Rondônia, 31 de março de 2026
Brasileira ligada à porta-voz da Casa Branca é detida pelo ICE e pode ser deportada

Brasileira ligada à porta-voz da Casa Branca é detida pelo ICE e pode ser deportada

Bruna Caroline Ferreira foi detida por agentes de imigração no início do mês e está sob custódia do Serviço de Imigração e Alfândega dos Estados Unidos

Brasileira mãe de sobrinho de porta-voz da Casa Branca é presa nos EUA • Reprodução

Porto Velho, RO - A brasileira Bruna Caroline Ferreira, ex-cunhada da secretária de imprensa da Casa Branca, Karoline Leavitt, está sob custódia do ICE (Serviço de Imigração e Alfândega dos EUA) desde 12 de novembro. Ela foi presa perto de Boston por estar, segundo o Departamento de Segurança Interna (DHS), em situação migratória irregular após exceder o prazo de seu visto de turista — que exigia que deixasse o país em 1999, quando tinha apenas seis anos.

Acusação é contestada pela defesa

Um porta-voz do DHS afirmou que Bruna “já foi presa anteriormente por agressão” e que agora enfrenta processo de deportação.


A defesa rejeita a acusação:

“Ela não possui antecedentes criminais e não é uma ‘imigrante ilegal criminosa’”, declarou o advogado Todd Pomerleau.

Segundo ele, Bruna era beneficiária do DACA, programa criado na era Obama que protege da deportação imigrantes levados aos EUA ainda na infância.
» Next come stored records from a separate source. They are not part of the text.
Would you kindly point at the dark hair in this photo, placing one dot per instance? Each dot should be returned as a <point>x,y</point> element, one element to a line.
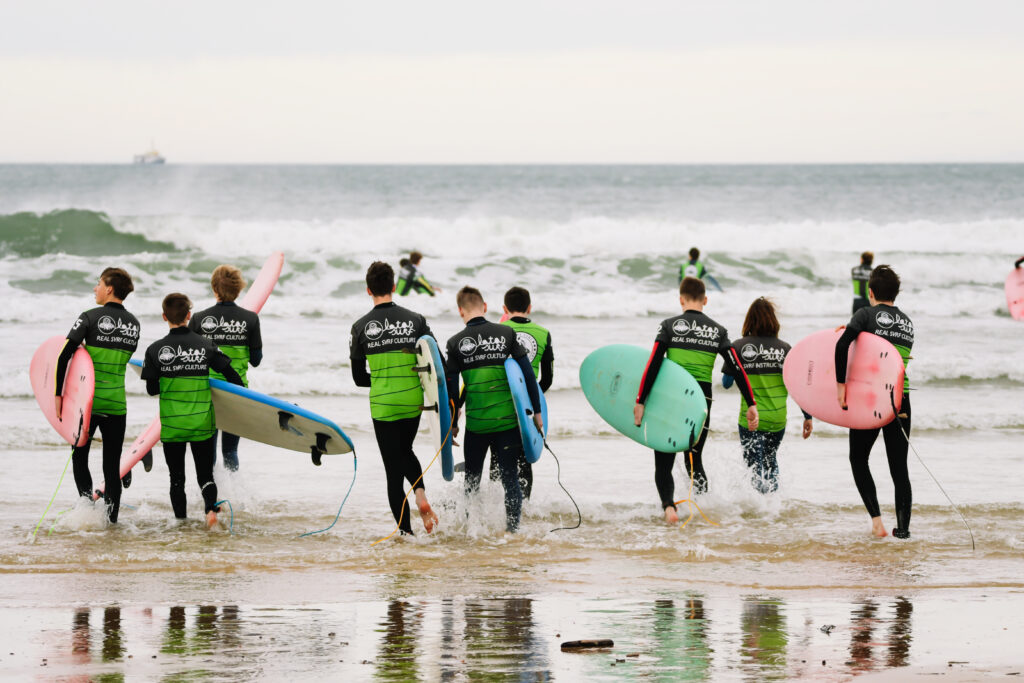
<point>119,280</point>
<point>517,300</point>
<point>761,319</point>
<point>469,297</point>
<point>176,307</point>
<point>380,279</point>
<point>884,283</point>
<point>692,289</point>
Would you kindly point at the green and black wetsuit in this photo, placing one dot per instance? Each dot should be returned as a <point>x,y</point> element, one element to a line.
<point>111,335</point>
<point>385,339</point>
<point>178,369</point>
<point>893,325</point>
<point>691,340</point>
<point>478,352</point>
<point>236,331</point>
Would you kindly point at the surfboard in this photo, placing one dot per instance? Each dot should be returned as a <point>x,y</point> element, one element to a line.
<point>674,413</point>
<point>875,371</point>
<point>1015,293</point>
<point>80,384</point>
<point>255,297</point>
<point>532,439</point>
<point>258,417</point>
<point>436,407</point>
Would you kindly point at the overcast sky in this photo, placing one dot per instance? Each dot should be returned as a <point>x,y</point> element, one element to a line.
<point>516,82</point>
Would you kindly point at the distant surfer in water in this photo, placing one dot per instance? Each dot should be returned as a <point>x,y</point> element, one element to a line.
<point>762,353</point>
<point>860,274</point>
<point>236,332</point>
<point>111,335</point>
<point>885,319</point>
<point>410,278</point>
<point>691,340</point>
<point>385,338</point>
<point>178,368</point>
<point>537,341</point>
<point>478,352</point>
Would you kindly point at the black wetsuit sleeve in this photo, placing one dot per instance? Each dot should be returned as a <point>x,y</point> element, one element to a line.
<point>650,373</point>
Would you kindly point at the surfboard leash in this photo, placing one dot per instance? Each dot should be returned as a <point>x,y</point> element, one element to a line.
<point>892,400</point>
<point>559,479</point>
<point>355,463</point>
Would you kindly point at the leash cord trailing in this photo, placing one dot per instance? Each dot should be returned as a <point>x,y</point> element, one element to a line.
<point>559,478</point>
<point>52,498</point>
<point>892,399</point>
<point>355,464</point>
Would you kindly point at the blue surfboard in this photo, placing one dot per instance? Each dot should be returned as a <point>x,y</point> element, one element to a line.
<point>258,417</point>
<point>435,400</point>
<point>532,440</point>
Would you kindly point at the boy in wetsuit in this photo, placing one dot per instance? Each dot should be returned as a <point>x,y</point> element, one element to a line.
<point>111,335</point>
<point>386,339</point>
<point>236,331</point>
<point>886,321</point>
<point>537,341</point>
<point>479,352</point>
<point>691,340</point>
<point>178,369</point>
<point>410,278</point>
<point>860,274</point>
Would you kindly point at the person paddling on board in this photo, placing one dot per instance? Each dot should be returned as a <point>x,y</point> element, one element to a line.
<point>236,331</point>
<point>385,338</point>
<point>111,335</point>
<point>886,321</point>
<point>177,368</point>
<point>410,278</point>
<point>537,341</point>
<point>478,352</point>
<point>691,340</point>
<point>762,353</point>
<point>860,274</point>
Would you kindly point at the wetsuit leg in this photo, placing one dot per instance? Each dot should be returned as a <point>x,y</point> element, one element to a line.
<point>174,454</point>
<point>896,447</point>
<point>113,429</point>
<point>204,454</point>
<point>80,461</point>
<point>394,439</point>
<point>664,462</point>
<point>861,441</point>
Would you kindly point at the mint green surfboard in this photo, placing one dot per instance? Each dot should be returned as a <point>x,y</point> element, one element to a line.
<point>675,411</point>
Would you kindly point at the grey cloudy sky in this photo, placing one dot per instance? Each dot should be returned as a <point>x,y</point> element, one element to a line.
<point>465,82</point>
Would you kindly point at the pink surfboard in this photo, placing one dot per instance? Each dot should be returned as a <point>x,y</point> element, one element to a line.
<point>80,384</point>
<point>254,299</point>
<point>875,371</point>
<point>1015,293</point>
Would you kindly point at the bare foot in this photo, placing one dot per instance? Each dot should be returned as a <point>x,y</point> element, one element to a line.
<point>878,528</point>
<point>671,516</point>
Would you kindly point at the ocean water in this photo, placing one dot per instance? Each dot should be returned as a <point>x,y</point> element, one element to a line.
<point>599,249</point>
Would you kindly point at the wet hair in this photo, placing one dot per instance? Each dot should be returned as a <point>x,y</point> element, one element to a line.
<point>226,282</point>
<point>380,279</point>
<point>176,307</point>
<point>692,289</point>
<point>119,280</point>
<point>884,283</point>
<point>517,300</point>
<point>469,297</point>
<point>761,319</point>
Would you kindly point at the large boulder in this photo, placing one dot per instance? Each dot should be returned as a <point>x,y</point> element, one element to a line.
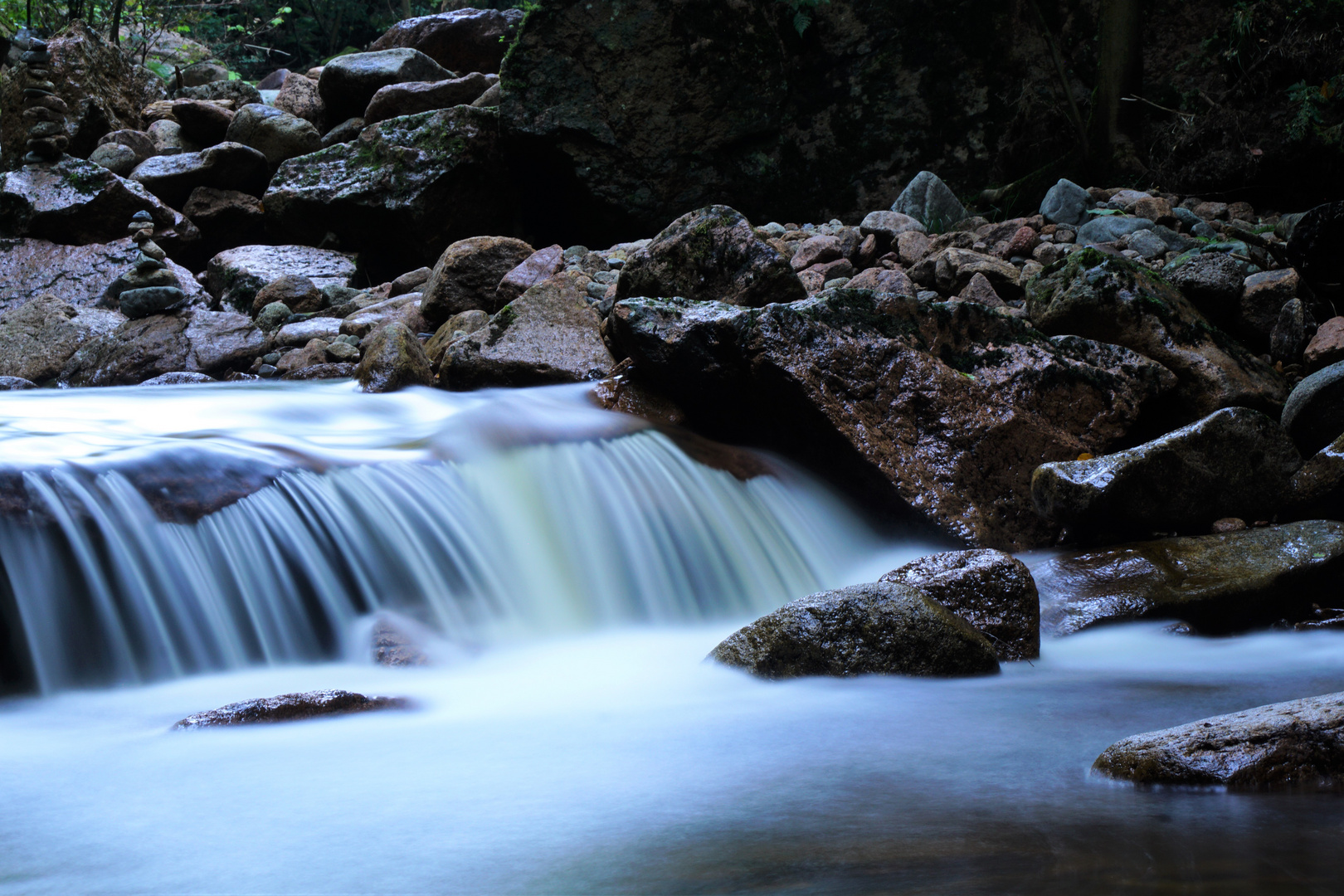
<point>275,134</point>
<point>1234,462</point>
<point>461,39</point>
<point>1298,744</point>
<point>75,275</point>
<point>348,82</point>
<point>225,165</point>
<point>77,202</point>
<point>104,88</point>
<point>710,254</point>
<point>866,629</point>
<point>407,187</point>
<point>546,334</point>
<point>236,275</point>
<point>38,338</point>
<point>1112,299</point>
<point>991,590</point>
<point>425,95</point>
<point>942,407</point>
<point>468,275</point>
<point>1215,583</point>
<point>197,342</point>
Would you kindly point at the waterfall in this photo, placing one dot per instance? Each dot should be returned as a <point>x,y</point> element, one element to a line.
<point>509,540</point>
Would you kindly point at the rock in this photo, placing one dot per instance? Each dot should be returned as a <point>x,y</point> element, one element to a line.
<point>407,187</point>
<point>197,342</point>
<point>1112,299</point>
<point>348,82</point>
<point>275,134</point>
<point>942,407</point>
<point>1327,347</point>
<point>1215,583</point>
<point>104,89</point>
<point>461,39</point>
<point>1298,744</point>
<point>468,275</point>
<point>234,277</point>
<point>930,202</point>
<point>297,292</point>
<point>1066,203</point>
<point>77,202</point>
<point>299,97</point>
<point>546,334</point>
<point>38,338</point>
<point>421,95</point>
<point>541,265</point>
<point>1108,229</point>
<point>710,254</point>
<point>1264,296</point>
<point>991,590</point>
<point>1233,462</point>
<point>290,707</point>
<point>226,165</point>
<point>392,360</point>
<point>864,629</point>
<point>74,275</point>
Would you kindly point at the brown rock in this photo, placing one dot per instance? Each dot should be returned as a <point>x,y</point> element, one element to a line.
<point>468,275</point>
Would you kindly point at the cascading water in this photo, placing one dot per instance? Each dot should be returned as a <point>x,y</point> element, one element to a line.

Ela não conseguiu renovar o status durante o governo Trump, quando o programa esteve ameaçado.

Pomerleau afirma que a brasileira está em meio a um processo legal para obter o green card:

“Ela espera pela cidadania há 27 anos. Quando falei com ela, estava chorando. Ela quer o filho dela.”

Trajetória de vida nos EUA

Bruna chegou aos EUA aos seis anos, acompanhada dos pais. Cresceu na região de Boston, estudou na Melrose High School e se formou em 2011. Segundo sua irmã, Graziela, Bruna “é mais americana do que qualquer outra coisa”.

Depois do ensino médio, Bruna se casou brevemente e, mais tarde, teve um filho com Michael Leavitt — irmão mais velho de Karoline Leavitt e ex-noivo da brasileira. O casal não chegou a se casar oficialmente, e o filho passou a viver com o pai em New Hampshire após a separação.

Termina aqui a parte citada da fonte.